Being Here for Each Other in Oklahoma
My first vivid memory of a tornado was the day my sister was born. I was 4 years old, it was nighttime, and I was alone with my grandmother who spent the majority of her adult years in Papua New Guinea. I vividly remember hearing the voice of Gary England (an Oklahoma meteorologist) giving advice about the storm and telling us to quickly take cover. To my preschool brain it was targeted solely for us and our house. I remember the panic my grandma expressed as she was new to tornados. I remember talking about how to take cover, securing the mattress over us in the bathtub, and holding on to her. And, even more vividly, I remember the feeling of fear that my parents weren’t there to protect me.

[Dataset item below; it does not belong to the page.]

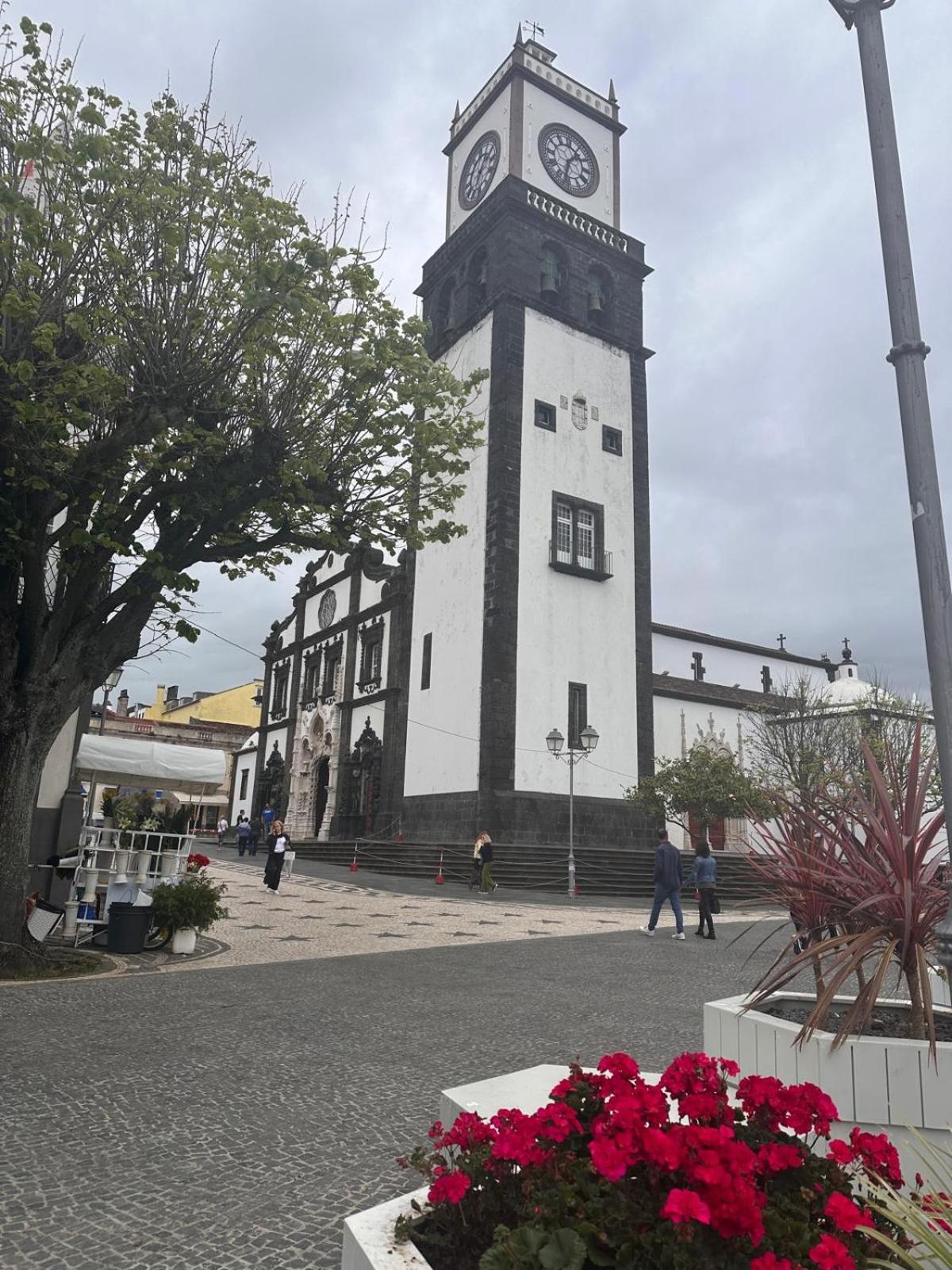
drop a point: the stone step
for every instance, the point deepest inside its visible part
(598, 872)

Tornados aren’t new to Oklahomans. We have multiple warnings a year and taking cover was, and is, a frequent process. We practice drills in school, all the way through high school. In my family, we receive notices from my dad about tornadic weather and we are on alert about when we need to take cover. It was something we don’t take lightly and something to always be prepared for. We know the drill; when the sirens start blowing, we grab our dog and a couple personal possessions and drive to the local university or church to take cover in the basements. In situations where we don’t have time to drive to a basement, we grab our mattresses for cover, put on bicycle helmets, and hunker down in the hallway (our current house has windows in every room). We hope and pray for the best and then ride out the storm not knowing if our lives will be the same again.

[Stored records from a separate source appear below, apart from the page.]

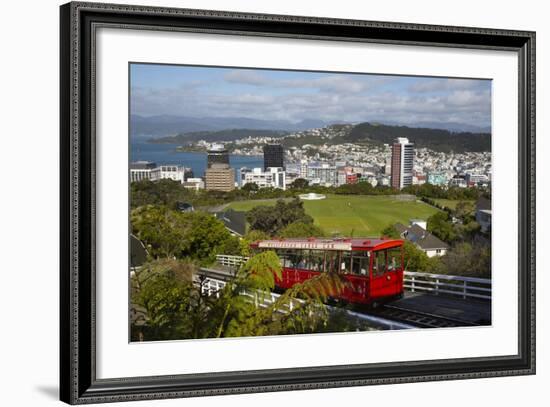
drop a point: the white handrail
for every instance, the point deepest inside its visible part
(465, 287)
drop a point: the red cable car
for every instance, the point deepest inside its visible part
(373, 267)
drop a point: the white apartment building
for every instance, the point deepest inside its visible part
(173, 172)
(273, 177)
(402, 163)
(194, 183)
(323, 174)
(141, 170)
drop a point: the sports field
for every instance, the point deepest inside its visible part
(355, 215)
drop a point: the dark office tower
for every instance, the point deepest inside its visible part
(273, 156)
(402, 163)
(217, 155)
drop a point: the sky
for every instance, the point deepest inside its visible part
(193, 91)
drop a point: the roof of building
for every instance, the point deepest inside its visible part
(421, 237)
(233, 220)
(483, 204)
(138, 253)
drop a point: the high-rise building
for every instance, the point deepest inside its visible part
(173, 172)
(140, 170)
(322, 174)
(220, 177)
(402, 163)
(272, 177)
(217, 155)
(273, 156)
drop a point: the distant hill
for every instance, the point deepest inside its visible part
(435, 139)
(159, 126)
(222, 135)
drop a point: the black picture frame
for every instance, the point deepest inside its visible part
(78, 382)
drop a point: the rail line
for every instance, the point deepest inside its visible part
(389, 316)
(418, 319)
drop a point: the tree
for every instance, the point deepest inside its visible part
(415, 258)
(391, 232)
(300, 229)
(177, 309)
(169, 233)
(440, 225)
(164, 288)
(250, 187)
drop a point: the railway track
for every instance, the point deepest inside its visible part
(385, 312)
(419, 319)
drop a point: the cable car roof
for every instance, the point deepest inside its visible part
(328, 244)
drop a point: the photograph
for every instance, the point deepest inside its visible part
(268, 202)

It was that kind of day on May 20th, except this time I was in New York and my family and loved ones were taking cover without me. We knew the tornado threat was high as we had ongoing family text messages the night before. As national news was breaking about the tornado, I was trying to connect with my family. One of my sisters, a third grade teacher, was doing her best to keep her students safe and calm as they went into tornado lockdown multiple times throughout the day. As my sister was on lockdown, my friends, who live in Moore and right in the tornado zone, were rushing to find their children and recounts it as the longest hour of their lives. One was frantically driving to their 4-year-olds preschool only to be forced to pull off the road and watch the tornado tear apart Moore. The other one was forced to run 3 miles to their home because the tornado had destroyed everything. Thankfully, their children are safe and the house is standing. The tornado hit 300 yards away from her front door. Yet so many others were not so fortunate.

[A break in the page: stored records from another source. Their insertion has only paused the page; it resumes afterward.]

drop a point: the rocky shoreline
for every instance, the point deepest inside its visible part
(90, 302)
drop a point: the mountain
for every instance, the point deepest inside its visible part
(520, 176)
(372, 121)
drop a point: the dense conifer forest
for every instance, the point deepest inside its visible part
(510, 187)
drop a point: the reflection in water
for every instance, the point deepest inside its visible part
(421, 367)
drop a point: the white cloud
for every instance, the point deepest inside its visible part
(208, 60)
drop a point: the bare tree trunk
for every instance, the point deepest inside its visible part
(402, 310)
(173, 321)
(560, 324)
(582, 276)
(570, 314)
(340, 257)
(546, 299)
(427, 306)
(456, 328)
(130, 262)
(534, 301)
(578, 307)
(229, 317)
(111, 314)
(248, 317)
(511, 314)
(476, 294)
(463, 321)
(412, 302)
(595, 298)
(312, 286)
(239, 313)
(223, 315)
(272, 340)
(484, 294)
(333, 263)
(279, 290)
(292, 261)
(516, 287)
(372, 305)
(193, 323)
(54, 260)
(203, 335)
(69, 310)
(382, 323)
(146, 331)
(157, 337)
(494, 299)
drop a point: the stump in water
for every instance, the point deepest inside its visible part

Tragedies like this remind us of the importance of tornado preparedness. Although my friends’ 4-year- old is safe, she has been left with many “why” questions. It reminds me that children need to know what to do and why readiness is important. They also need to know why it happens, especially as parents all around Oklahoma struggle with what to tell their preschoolers. Words can’t take away the fear, the mixed emotions, and the questions, but they can help heal and strengthen us for future emergencies. That is why we, at Sesame Workshop, provide resources for families – to help families prepare and to also help them recover. The Here For Each Other outreach initiative can help parents with young children find the words they need to help their children cope during this difficult time.